I'm so glad to see two people who love each other enough to work through these problems. As a positive woman, I can relate, What engaged me the most was your honesty and your ability to call things out. HIV brings it's own challenges to a relationship, just as you stated. Wouldn't it be nice if people could be this sensitive in any relationship? Candor and gentleness goes a long way to making a partnership work, because of course, we're not perfect. I look forward to watching more.

January 25, 2018 NY

BeauFLL

Hi, I somewhat disagree with the statement that the non-poz individual should be asked and think about whether they can be a caregiver. That goes both ways. We medications today, they is just a much possibility that the non-poz individual will die of something before the Poz individual. Therefore, that should be a statement both people ask before getting into a long term relationship, not something specific for a couple with one Poz individual.
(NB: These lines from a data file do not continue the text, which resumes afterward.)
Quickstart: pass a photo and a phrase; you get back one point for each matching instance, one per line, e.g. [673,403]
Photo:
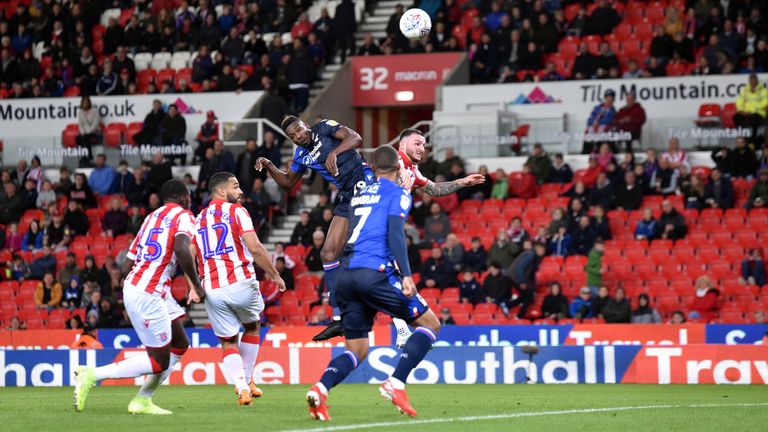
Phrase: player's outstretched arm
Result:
[261,258]
[350,140]
[285,180]
[184,257]
[447,188]
[399,248]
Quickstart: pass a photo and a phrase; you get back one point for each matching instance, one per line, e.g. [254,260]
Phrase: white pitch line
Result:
[520,415]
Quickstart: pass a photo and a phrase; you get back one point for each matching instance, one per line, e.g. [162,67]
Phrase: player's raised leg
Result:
[151,321]
[418,345]
[142,402]
[332,248]
[249,350]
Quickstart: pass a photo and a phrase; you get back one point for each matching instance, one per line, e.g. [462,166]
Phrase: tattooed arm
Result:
[447,188]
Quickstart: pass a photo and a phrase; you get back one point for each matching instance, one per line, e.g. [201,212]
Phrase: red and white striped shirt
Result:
[152,248]
[410,177]
[222,256]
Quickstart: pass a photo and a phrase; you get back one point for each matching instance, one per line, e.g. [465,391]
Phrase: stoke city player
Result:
[162,241]
[375,276]
[227,248]
[411,150]
[329,149]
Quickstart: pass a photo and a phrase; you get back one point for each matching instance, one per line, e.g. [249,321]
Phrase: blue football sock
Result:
[331,271]
[413,352]
[338,369]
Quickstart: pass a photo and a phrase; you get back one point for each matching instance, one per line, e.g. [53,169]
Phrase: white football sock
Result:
[137,365]
[249,350]
[154,381]
[401,326]
[233,364]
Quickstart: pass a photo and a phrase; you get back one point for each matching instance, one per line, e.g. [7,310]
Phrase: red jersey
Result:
[222,256]
[152,248]
[410,177]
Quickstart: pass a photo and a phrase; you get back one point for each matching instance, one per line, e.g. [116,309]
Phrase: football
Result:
[415,24]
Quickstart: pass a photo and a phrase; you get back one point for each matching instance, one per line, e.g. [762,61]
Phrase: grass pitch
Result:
[571,408]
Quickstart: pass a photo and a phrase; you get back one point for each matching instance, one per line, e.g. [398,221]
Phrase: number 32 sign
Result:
[400,80]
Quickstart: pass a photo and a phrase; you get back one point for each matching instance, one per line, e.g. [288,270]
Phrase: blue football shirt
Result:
[367,244]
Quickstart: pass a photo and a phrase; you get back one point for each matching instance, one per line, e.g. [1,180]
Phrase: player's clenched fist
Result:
[261,163]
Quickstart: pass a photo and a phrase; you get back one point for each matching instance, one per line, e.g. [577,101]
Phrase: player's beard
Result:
[235,199]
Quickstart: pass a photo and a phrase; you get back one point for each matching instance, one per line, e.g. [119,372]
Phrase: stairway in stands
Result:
[374,23]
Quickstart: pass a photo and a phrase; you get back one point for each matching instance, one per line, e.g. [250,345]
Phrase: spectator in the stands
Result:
[209,132]
[671,223]
[33,238]
[719,191]
[753,269]
[14,240]
[270,148]
[744,160]
[135,220]
[522,272]
[751,105]
[603,19]
[437,271]
[453,251]
[302,232]
[647,227]
[69,269]
[758,195]
[581,306]
[40,265]
[602,194]
[114,221]
[150,129]
[313,261]
[29,195]
[561,171]
[644,313]
[102,177]
[601,118]
[674,155]
[81,192]
[555,306]
[159,172]
[560,243]
[629,196]
[57,235]
[476,257]
[73,293]
[524,185]
[630,118]
[583,236]
[500,186]
[285,273]
[436,226]
[48,292]
[245,170]
[89,126]
[76,220]
[540,164]
[446,318]
[502,251]
[497,288]
[618,310]
[706,303]
[124,179]
[664,179]
[469,289]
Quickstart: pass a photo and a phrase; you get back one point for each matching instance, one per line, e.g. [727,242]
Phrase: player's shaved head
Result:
[412,142]
[224,185]
[175,191]
[385,160]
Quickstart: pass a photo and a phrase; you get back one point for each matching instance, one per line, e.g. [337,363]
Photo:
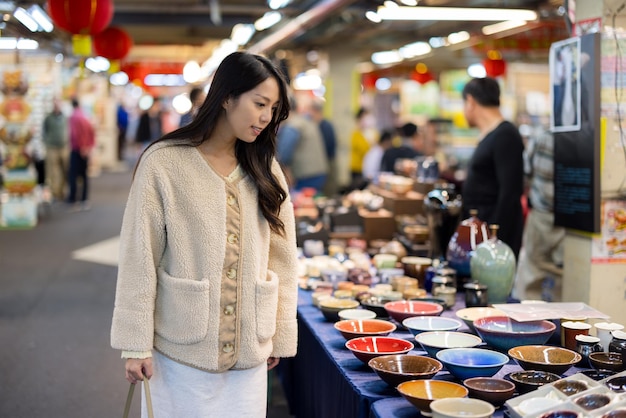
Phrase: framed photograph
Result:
[565,82]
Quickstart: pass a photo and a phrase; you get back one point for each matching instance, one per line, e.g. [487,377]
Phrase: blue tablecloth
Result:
[326,380]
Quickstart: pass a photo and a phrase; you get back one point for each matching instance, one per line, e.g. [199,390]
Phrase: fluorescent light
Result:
[454,13]
[25,19]
[268,20]
[41,17]
[502,26]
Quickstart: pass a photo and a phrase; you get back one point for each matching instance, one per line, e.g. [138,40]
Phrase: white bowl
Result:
[357,314]
[419,324]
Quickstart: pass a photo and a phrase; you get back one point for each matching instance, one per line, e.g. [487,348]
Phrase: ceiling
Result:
[180,30]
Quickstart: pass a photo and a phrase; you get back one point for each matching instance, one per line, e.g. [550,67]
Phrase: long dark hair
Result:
[238,73]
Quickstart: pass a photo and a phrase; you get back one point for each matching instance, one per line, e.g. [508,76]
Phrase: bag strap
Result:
[129,398]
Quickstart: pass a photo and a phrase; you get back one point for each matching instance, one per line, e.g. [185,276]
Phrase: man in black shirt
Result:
[495,174]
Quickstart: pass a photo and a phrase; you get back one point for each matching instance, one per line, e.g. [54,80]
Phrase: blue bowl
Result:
[465,363]
[504,333]
[418,324]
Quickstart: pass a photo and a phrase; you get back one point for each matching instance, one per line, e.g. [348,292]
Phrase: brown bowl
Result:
[555,360]
[354,328]
[396,369]
[420,393]
[570,387]
[606,361]
[493,390]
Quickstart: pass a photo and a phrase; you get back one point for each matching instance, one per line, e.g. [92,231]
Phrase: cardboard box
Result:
[377,225]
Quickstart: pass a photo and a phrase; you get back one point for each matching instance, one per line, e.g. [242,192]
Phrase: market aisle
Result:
[57,284]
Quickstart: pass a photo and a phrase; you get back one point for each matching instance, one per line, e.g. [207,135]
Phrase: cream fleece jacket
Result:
[202,279]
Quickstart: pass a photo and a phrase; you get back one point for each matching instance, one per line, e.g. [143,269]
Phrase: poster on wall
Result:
[565,63]
[577,151]
[610,245]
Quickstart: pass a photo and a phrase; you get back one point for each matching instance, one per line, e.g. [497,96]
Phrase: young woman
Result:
[207,288]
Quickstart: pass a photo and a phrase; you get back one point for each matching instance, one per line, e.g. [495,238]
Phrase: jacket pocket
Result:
[266,306]
[182,309]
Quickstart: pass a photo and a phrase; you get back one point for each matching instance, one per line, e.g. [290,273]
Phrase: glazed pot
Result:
[493,264]
[468,235]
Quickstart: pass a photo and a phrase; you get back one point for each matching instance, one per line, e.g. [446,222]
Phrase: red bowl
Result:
[367,348]
[403,309]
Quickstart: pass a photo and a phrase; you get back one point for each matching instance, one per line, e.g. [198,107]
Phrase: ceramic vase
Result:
[493,264]
[468,235]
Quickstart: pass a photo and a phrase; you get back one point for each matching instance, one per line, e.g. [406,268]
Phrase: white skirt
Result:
[182,391]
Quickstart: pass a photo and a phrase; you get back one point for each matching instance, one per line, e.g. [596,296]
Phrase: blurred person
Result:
[82,141]
[196,97]
[150,124]
[359,145]
[207,284]
[411,147]
[301,151]
[329,136]
[495,174]
[122,129]
[542,241]
[373,158]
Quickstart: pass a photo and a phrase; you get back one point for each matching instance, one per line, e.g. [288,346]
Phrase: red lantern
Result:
[112,43]
[86,17]
[494,67]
January 25, 2018 Fort Lauderdale FL

Screwysquearl

Preach! "Do you know how you got it?" is SO judgemental. "Are you clean?" Yes. I just got out of the shower I hope you did as well. A more meaningful question is: do you practice safe sex? And if you are that concerned with regard to sleeping with someone you've just met, "because I do" should be in order. Many people are either not truthful or honestly know their status, which is why the direct question is really of know consequence. I DO disclose my status along with safe sex practices.

January 23, 2018 Kansas

lproidofdye

Re: the emotional health and well-being of anybody, regardless of their HIV status, should be of utmost importance to all. I do think it's important ask probing questions of someone you've been dating (i.e., how long or how acquired). And, I agree, asking someone if they are "clean" is, at a least, super tacky + insensitive. Congrats on your web series!